The study, published earlier this month in the Journal of Interpersonal Violence, found disturbing trends in attitudes toward consent. One of the study’s findings was that men in the study tended to view sexual desire as the equivalent of consent. It also found that straight men will often interpret having had sex with a woman in the past as consent for future sexual contact, and that men who hold “rape-supportive” attitudes are more likely to mistake desire for consent.
While the study did not directly address the sources of these attitudes, lead author Dr. Richard E. Mattson, who is Director of Graduate Studies in Psychology at Binghamton University, tells Brit + Co that these attitudes likely come from two related sources.
“One is more traditional gendered beliefs,” Mattson says. “Ideas pertaining to rape acceptance and hyper-masculinity have been around for a long time.”
Mattson points to the notion of “token resistance:” the idea that a woman only puts up resistance to sexual advances to uphold an image of propriety, and wants or expects the men to push through their resistance (a great example of this dynamic is in Robin Thicke’s “Blurred Lines,” where the song’s narrator creepily assures his “good girl” love interest “you know you want it”). The other likely source of these attitudes is seeing these behaviors acted out by peers, family members, and propagated in popular culture.
In terms of correcting these harmful attitudes and misconceptions about consent, Mattson says that the study “points toward the types of attitudes and behaviors should be targets for education,” but notes that the recent study didn’t address whether or not education would be effective. However, he adds that for many college-aged straight men, “helping them disentangle the difference between sexual desire or perception of desire and actual consent may go a long way in preventing sexual misconduct.”
To this end, campus activists are working to educate students about consent and assault, but they face significant new barriers thanks to the Trump administration. Education Secretary Betsy DeVos quickly got to work undermining Title IX by withdrawing Obama-era guidelines for dealing with sexual assault on campus. DeVos’ move was made to protect students who are accused of assault.
Though the Trump administration is undermining the safety of victims on college campuses, groups like Know Your IX and End Rape On Campus are working to make campuses safer.

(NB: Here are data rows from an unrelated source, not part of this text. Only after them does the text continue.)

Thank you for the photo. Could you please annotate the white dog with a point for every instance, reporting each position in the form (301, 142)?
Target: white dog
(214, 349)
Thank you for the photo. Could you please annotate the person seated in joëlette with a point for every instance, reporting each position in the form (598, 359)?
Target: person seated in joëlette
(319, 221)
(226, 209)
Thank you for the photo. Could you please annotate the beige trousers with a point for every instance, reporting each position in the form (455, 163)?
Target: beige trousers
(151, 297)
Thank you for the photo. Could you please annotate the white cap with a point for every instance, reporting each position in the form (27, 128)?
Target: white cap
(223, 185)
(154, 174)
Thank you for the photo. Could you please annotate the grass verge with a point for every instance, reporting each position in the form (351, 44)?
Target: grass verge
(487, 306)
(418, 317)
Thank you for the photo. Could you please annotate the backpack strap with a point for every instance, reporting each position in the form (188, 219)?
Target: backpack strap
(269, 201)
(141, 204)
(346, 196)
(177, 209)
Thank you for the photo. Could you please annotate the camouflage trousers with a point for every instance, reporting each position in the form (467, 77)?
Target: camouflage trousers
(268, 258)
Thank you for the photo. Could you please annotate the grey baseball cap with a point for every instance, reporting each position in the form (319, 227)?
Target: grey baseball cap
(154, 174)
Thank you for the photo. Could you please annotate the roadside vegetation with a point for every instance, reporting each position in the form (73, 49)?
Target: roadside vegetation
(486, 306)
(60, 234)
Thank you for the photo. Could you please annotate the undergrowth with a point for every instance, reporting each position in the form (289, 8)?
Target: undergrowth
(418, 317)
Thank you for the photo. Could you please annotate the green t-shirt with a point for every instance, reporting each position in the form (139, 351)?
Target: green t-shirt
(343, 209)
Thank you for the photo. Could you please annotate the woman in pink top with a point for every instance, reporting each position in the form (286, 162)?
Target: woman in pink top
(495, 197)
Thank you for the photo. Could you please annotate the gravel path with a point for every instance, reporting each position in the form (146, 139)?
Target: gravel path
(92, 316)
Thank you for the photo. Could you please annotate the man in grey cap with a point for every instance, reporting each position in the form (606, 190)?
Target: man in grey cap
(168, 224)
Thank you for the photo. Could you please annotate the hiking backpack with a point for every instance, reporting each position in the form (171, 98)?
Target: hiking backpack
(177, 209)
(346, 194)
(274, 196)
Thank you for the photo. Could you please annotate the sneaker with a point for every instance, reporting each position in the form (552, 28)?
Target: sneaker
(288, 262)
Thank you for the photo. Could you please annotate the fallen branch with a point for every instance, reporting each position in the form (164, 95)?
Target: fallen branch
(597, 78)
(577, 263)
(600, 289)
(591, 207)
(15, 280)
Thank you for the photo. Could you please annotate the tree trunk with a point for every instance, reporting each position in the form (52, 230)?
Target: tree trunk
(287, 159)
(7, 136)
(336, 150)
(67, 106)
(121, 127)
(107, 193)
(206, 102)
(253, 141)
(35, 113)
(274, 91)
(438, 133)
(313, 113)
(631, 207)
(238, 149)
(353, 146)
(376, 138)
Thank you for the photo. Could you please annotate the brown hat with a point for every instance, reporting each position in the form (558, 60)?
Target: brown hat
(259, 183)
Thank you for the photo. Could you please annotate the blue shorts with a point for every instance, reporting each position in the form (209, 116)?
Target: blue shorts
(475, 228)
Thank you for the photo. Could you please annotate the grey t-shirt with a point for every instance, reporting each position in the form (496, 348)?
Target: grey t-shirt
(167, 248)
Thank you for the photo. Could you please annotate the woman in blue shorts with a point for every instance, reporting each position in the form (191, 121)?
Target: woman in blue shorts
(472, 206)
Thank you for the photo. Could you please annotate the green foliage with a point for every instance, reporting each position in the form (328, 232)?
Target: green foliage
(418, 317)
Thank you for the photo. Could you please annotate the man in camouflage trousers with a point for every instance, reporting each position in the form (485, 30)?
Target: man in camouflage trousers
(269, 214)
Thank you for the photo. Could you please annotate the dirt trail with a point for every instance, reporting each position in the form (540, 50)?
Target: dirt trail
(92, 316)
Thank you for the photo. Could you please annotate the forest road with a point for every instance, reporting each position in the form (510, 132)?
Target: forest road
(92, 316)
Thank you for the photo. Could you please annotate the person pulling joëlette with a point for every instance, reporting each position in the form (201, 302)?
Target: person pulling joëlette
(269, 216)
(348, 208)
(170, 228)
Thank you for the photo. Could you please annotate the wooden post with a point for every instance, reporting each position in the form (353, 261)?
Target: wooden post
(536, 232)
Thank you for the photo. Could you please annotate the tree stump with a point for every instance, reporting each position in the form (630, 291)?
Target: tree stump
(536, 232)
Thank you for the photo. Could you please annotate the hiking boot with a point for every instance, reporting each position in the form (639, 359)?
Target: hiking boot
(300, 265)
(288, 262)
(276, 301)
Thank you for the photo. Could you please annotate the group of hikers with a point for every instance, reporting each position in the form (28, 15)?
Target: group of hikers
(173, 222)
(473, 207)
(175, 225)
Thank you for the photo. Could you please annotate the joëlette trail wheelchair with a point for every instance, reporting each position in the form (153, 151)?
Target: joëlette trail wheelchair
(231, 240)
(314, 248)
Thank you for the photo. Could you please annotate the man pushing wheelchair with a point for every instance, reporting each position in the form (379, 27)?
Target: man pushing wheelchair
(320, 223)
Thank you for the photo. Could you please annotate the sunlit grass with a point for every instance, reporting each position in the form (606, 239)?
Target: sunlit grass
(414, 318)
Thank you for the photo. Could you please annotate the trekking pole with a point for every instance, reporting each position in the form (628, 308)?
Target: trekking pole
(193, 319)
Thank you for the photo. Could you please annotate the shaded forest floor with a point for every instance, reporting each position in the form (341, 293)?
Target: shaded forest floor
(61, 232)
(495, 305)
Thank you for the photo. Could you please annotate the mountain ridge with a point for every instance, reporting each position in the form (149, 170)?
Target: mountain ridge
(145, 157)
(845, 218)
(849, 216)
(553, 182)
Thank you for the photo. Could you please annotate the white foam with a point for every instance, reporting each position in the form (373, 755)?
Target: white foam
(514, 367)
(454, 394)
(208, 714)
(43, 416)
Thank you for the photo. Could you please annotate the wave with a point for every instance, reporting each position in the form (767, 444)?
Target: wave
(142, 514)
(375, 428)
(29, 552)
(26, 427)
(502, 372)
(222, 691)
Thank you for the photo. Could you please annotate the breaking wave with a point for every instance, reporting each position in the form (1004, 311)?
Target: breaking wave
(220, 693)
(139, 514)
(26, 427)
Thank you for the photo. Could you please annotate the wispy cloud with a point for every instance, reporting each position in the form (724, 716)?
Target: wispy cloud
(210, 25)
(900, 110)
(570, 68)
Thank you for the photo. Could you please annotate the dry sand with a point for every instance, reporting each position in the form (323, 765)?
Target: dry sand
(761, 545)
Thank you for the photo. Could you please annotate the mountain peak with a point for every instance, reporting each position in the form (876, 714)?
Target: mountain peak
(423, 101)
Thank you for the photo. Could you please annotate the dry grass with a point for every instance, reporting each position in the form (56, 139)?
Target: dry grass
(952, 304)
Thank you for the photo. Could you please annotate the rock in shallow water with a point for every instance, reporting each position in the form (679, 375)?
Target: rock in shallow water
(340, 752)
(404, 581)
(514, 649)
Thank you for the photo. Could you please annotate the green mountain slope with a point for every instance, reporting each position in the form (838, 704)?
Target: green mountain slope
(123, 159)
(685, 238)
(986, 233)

Both organizations offer support to survivors, and run education programs about consent and sexual assault for young people.
Sexual violence is a problem that pervades most of American life, disproportionately impacting young women. Though the new Rush and Binghamton study is small, it indicates that many college-aged straight men may still hold dangerous and antiquated beliefs about sex, consent, and rape. Now, colleges need to take more action to make sure students are educated about what real consent actually is, and what it’s definitely not.